Stop batch job execution from a different node

In  batch

Overview

When running batch job executions in a clustered or multiple-node environment configured with the same jdbc batch job repository, users may need to start job execution from one node and later stop it from a different node. The current implementation assumes the job execution will always be stopped from the same node, and thus stopping from a different node has no effect. The implementation should be enhanced to support stopping a job execution from a different node.

Issue Metadata

Dev Contacts

QE Contacts

Testing By

  • [X] Engineering

  • QE

Affected Projects or Components

WildFly JBeret

Other Interested Projects

N/A

Requirements

Hard Requirements

  • With jdbc job repository configured in WildFly instances, users should be able to start a batch job execution from node A and later stop it from node B, and then restart it from either node A or B.

  • The above batch job operations should work for jobs that consist of both chunk-type steps and batchlet-type steps.
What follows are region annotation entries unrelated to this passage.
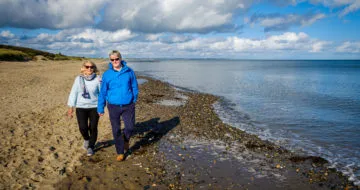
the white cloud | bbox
[0,30,15,39]
[99,0,253,33]
[0,0,108,29]
[336,42,360,53]
[245,13,325,32]
[310,41,331,53]
[340,0,360,16]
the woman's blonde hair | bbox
[80,60,100,75]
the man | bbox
[97,50,139,161]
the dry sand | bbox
[0,60,358,189]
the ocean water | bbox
[128,60,360,185]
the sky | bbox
[0,0,360,59]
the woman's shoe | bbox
[116,154,125,162]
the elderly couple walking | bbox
[68,50,138,161]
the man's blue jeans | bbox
[107,103,135,154]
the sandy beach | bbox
[0,60,359,189]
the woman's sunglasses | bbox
[110,58,120,61]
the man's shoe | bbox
[83,140,89,150]
[116,154,125,162]
[87,148,94,156]
[124,141,130,152]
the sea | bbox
[128,59,360,185]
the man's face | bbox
[110,55,121,68]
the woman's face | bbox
[84,63,95,75]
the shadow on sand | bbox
[94,117,180,157]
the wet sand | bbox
[0,60,358,189]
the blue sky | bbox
[0,0,360,59]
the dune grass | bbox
[0,44,84,61]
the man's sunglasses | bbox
[110,58,120,61]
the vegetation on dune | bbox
[0,44,84,61]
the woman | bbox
[67,60,100,156]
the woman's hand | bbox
[67,108,74,119]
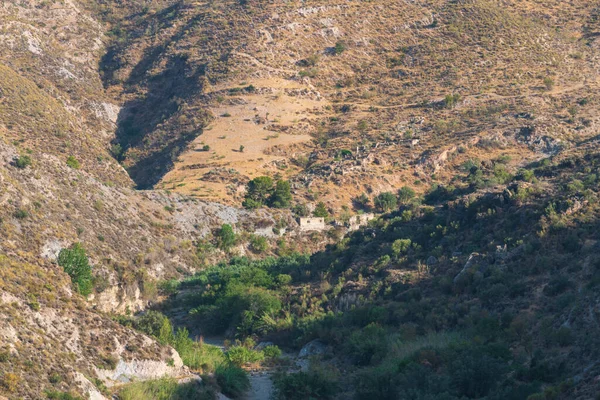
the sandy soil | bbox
[159,78,328,205]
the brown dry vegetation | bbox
[0,0,600,398]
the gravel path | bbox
[246,372,273,400]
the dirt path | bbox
[245,372,273,400]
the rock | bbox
[298,339,327,358]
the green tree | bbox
[398,186,416,204]
[15,156,31,169]
[217,224,237,250]
[250,235,269,253]
[444,94,460,108]
[313,201,329,218]
[374,192,398,212]
[333,40,347,54]
[58,243,92,296]
[271,180,292,208]
[67,156,80,169]
[392,239,412,257]
[354,193,371,210]
[243,176,273,209]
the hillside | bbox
[96,1,598,212]
[0,0,600,400]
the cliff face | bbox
[0,0,272,399]
[0,0,600,398]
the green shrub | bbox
[269,180,292,208]
[57,243,93,296]
[13,208,29,219]
[67,156,80,169]
[243,176,274,209]
[134,310,174,344]
[225,346,265,367]
[398,186,416,204]
[444,93,460,108]
[346,323,388,365]
[313,201,329,218]
[215,364,250,398]
[333,40,347,55]
[15,156,31,169]
[263,345,281,359]
[250,235,269,253]
[216,224,237,250]
[46,390,83,400]
[118,378,216,400]
[274,365,339,400]
[392,239,412,257]
[374,192,398,212]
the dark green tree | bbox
[398,186,416,204]
[374,192,398,212]
[58,243,93,296]
[313,201,329,218]
[243,176,273,209]
[271,180,292,208]
[217,224,237,250]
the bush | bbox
[274,365,339,400]
[444,94,460,108]
[215,364,250,398]
[57,243,93,296]
[133,310,173,344]
[250,235,269,253]
[333,41,347,55]
[313,201,329,218]
[398,186,416,204]
[67,156,80,169]
[346,323,388,365]
[269,180,292,208]
[15,156,31,169]
[243,176,274,209]
[118,378,216,400]
[374,192,398,212]
[217,224,237,250]
[46,390,82,400]
[13,209,29,219]
[392,239,412,257]
[0,372,21,392]
[263,345,281,359]
[225,346,265,367]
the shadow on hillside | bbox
[100,3,213,189]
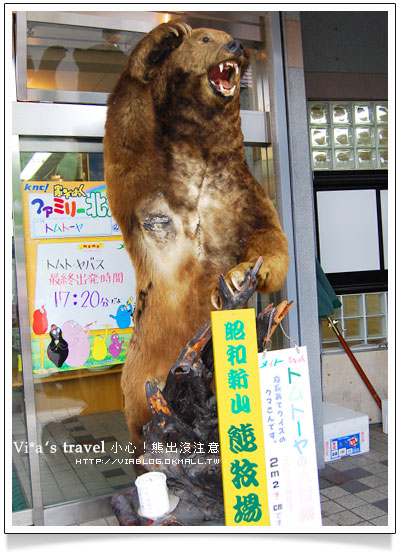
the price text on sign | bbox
[259,347,321,527]
[211,309,269,526]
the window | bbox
[314,170,388,294]
[308,101,388,171]
[321,292,388,348]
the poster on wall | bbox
[21,181,136,374]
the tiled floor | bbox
[319,424,388,526]
[13,411,136,506]
[13,404,388,526]
[75,424,388,526]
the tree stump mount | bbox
[111,258,293,526]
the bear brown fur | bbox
[104,22,289,453]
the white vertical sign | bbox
[258,346,322,527]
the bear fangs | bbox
[209,60,239,97]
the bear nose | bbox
[226,39,243,56]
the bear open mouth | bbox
[208,60,239,97]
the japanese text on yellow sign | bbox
[211,309,269,526]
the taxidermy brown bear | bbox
[104,21,289,454]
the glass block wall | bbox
[307,101,388,170]
[320,292,388,348]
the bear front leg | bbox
[128,21,192,83]
[211,228,289,309]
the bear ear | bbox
[147,33,183,66]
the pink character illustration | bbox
[108,333,124,358]
[32,306,48,335]
[62,320,92,367]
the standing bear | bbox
[104,21,289,454]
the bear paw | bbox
[211,260,270,310]
[147,21,192,66]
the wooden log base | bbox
[111,258,293,526]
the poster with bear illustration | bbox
[22,181,136,374]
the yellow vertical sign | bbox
[211,309,270,526]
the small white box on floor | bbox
[323,402,369,462]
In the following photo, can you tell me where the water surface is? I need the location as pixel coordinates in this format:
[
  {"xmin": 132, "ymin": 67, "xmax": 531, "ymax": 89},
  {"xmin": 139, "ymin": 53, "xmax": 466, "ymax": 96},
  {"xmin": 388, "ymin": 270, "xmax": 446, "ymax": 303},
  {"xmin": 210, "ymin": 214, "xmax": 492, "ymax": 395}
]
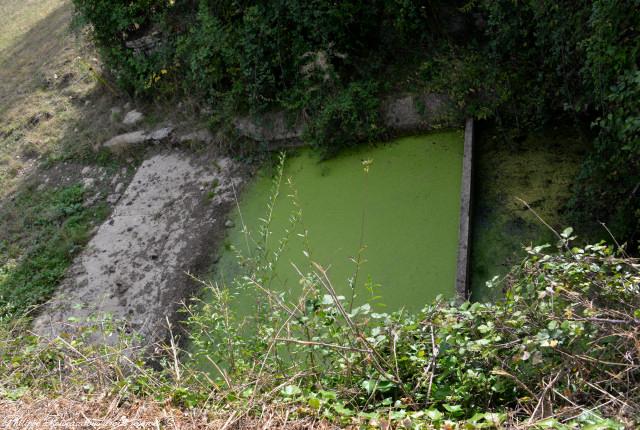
[{"xmin": 215, "ymin": 131, "xmax": 463, "ymax": 310}]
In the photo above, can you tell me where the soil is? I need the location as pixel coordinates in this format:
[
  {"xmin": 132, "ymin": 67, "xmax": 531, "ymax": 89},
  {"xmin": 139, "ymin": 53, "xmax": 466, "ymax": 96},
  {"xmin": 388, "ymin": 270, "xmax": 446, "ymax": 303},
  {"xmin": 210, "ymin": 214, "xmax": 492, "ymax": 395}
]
[{"xmin": 34, "ymin": 149, "xmax": 246, "ymax": 343}]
  • The above batch job operations should work for jobs that consist of both non-partitioned and partitioned steps.

  • There should be no change to WildFly batch subsystem model or schema.

Nice-to-Have Requirements

N/A

Non-Requirements

  • the ability to stop job execution from a different node when non-jdbc job repository is used

Proposed Solution

This feature requires changes to both project JBeret and WildFly

  • Changes to JBeret jberet-core

    • Immediately save the STOPPING batch status to jdbc job repository after receiving the stop request. JOB_EXECUTION, STEP_EXECUTION, and PARTITION_EXECUTION tables should be updated to reflect the STOPPING status.

    • For chunk-type step execution: when persisting the step or partition execution at the end of a chunk, update the step or partition tables only if the persistent batch status is not STOPPING. If the update is not successful, it means the current execution has been requested to stop.

    • For batchlet step execution: when persisting the step or partition execution at the end of a batchlet processing, update the step or partition execution only if the persistent batch status is not STOPPING. If the update is not successful, it means the current execution has been requested to stop.

    • Prepare to stop the current step or partition execution after receiving the stop request, via either database update status, or direct stop call from the current node.

  • Changes to WildFly batch subsystem

    • upgrade to jberet-core 1.3.8.Final

    • update batch-jberet/src/main/java/org/wildfly/extension/batch/jberet/job/repository/JobRepositoryService.java to implement the additional methods introduced to jberet-core class org/jberet/repository/JdbcRepository

Test Plan

The following tests will be performed:

  • standalone batch TCK will be executed

  • component project (jberet) test suites will be executed

  • manual testing of the batch job operations listed in hard requirements will be executed

  • existing WildFly test suites will be executed

  • new testcase will be added to WildFly testsuite/multinode

Community Documentation

Community documentation _admin-guide/subsystem-configuration/Jakarta_Batch.adoc will be updated to document this new feature.